Every year, nestled among the wrinkles between bald winter fields, southern Manitoba’s meandering rivers emerge as a network of ice- and snow-covered trails.

In what has become an annual tradition, Gord and I took to the Rat River early on a Sunday morning in February as the full moon set in the west and sunrise lit the eastern sky.

The Rat River, named after muskrats, winds northwest through the towns of St. Malo and Otterburne, eventually spilling into the Red River near Ste. Agathe (at the location of the Mennonite Memorial Landing Site).

We dropped in at the bridge in Otterburne, ran northwest passing Crystal Springs, and returned by the same route.

As the crow flies
As the crow flies

Like so many of southern Manitoba’s rivers searching for a path downstream on the flat muddy land, the Rat River winds, weaves, and folds itself towards the inevitable sea in no hurry at all, covering a lot of ground without traveling very far, and running in blatant disregard of the surveyor’s square-mile grid covering much of the prairie.

Elevation profile

Rivers in any season are a gathering place for all kinds of wildlife. This is no less true in winter. On this particular occasion we saw several creatures, including two bald eagles perching near their large nest. We also smelt one we were happy not to encounter as we scrambled over a section of rocks (aka, prime skunk den location).

Wildlife tally
Fears on a river run

“For [the stream] knew now where it was going, and it said to itself, “There is no hurry.
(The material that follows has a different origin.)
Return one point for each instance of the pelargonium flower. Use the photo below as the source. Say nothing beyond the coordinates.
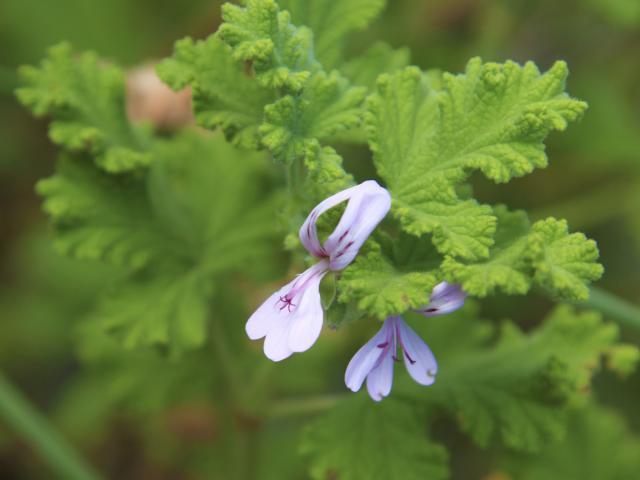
(374, 361)
(291, 318)
(445, 298)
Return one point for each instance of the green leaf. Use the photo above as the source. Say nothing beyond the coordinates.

We shall get there some day.”

– A. A. Milne

The meandering river path and our run upon it, buoyed by easy-flowing conversation, worked on us quietly, even as a slow ache crept into our muscles and the sun’s warmth spread across the sky. Re-emerging at the riverbank by the bridge a few hours later, I felt satisfied and somewhat grounded, feeling maybe a bit of the river’s assuredness, in no hurry but knowing I would get there eventually.